The Associated Press
COLUMBIA, S.C. -- The sister of Terri Schiavo said Saturday that her family's failed struggle to keep the brain-damaged woman alive shows a society that has "lost sight of the value" of human life.
Suzanne Vitadamo, Schiavo's sister, was the featured speaker at the "Stand Up For Life" rally, sponsored by the South Carolina Citizens for Life. About 1,000 people turned out in front of South Carolina's capitol to listen to Vitadamo recount her sister's ordeal.
Vitadamo said Schiavo did not want to die and was not terminal when she died of dehydration in March, 13 days after her feeding tube was removed. Schiavo's husband, Michael, had a court order allowing him to remove the feeding tube.
"Our society has shifted to a quality of life mentality and has lost sight of the value (and) sacredness of all human life," Vitadamo said. "We now as a nation are deciding when it is OK or not OK to kill those suffering from disabilities."
Terri Schiavo was 26 when she collapsed in her St. Petersburg apartment in 1990 and was left with irreversible brain damage. Her parents and siblings fought to keep her alive, contending that she had some level of consciousness and interacted with them when they visited.
For years her collapse was attributed to an eating disorder, but medical examiners could not say for certain what caused it. The autopsy supported Michael Schiavo's contention that she was in a persistent vegetative state with no consciousness and no hope of recovery.
The dramatic case reached all the way to Congress, the U.S. Supreme Court, the Vatican and White House as Terri Schiavo's parents, Bob and Mary Schindler, tried to prevent their daughter's death.
Lisa Van Riper, president of South Carolina Citizens for Life, said the group holds such rallies each year, usually focusing on the organization's fight against abortions. This time, Van Riper said, Vitadamo's recounting of her sister's tale shows the "slippery slope that came from the Roe vs. Wade" decision.
"When you begin to disregard the sanctity of life at one stage, that basic philosophy will begin the erode the sanctity of life at other stages," she said.
Groups from several different religions unfurled banners supporting life on the Statehouse steps as Vitadamo spoke. Other dignitaries attending were U.S. Rep. Bob Inglis, R-S.C., and Bishop Robert Baker, head of the Roman Catholic Diocese of Charleston.
Vitadamo had harsh words for the courts that handled her sister's case, the mainstream media that covered it and even Catholic bishops in Schiavo's Florida diocese who she said "offered no help or spiritual support for Terri and my family."
Vitadamo said if those Catholic clerics had strenuously denounced what was happening to Schiavo "there would have been such an enormous outcry of support from parishioners in our diocese and from Catholics around the world that my sister could very well be alive today."

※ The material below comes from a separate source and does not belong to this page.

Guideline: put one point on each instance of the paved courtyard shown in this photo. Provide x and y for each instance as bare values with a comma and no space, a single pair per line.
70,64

There were lessons to learn from Schiavo's death, Vitadamo said. It is important, she said, to have proper legal documents that detail your wishes and who you want making such decisions if you cannot.
Vitadamo said she learned from her sister to appreciate every minute of life. "She taught me that life isn't fair and that we're all here on this earth for a reason," she said. "Most importantly, she taught me where there is life, there is hope."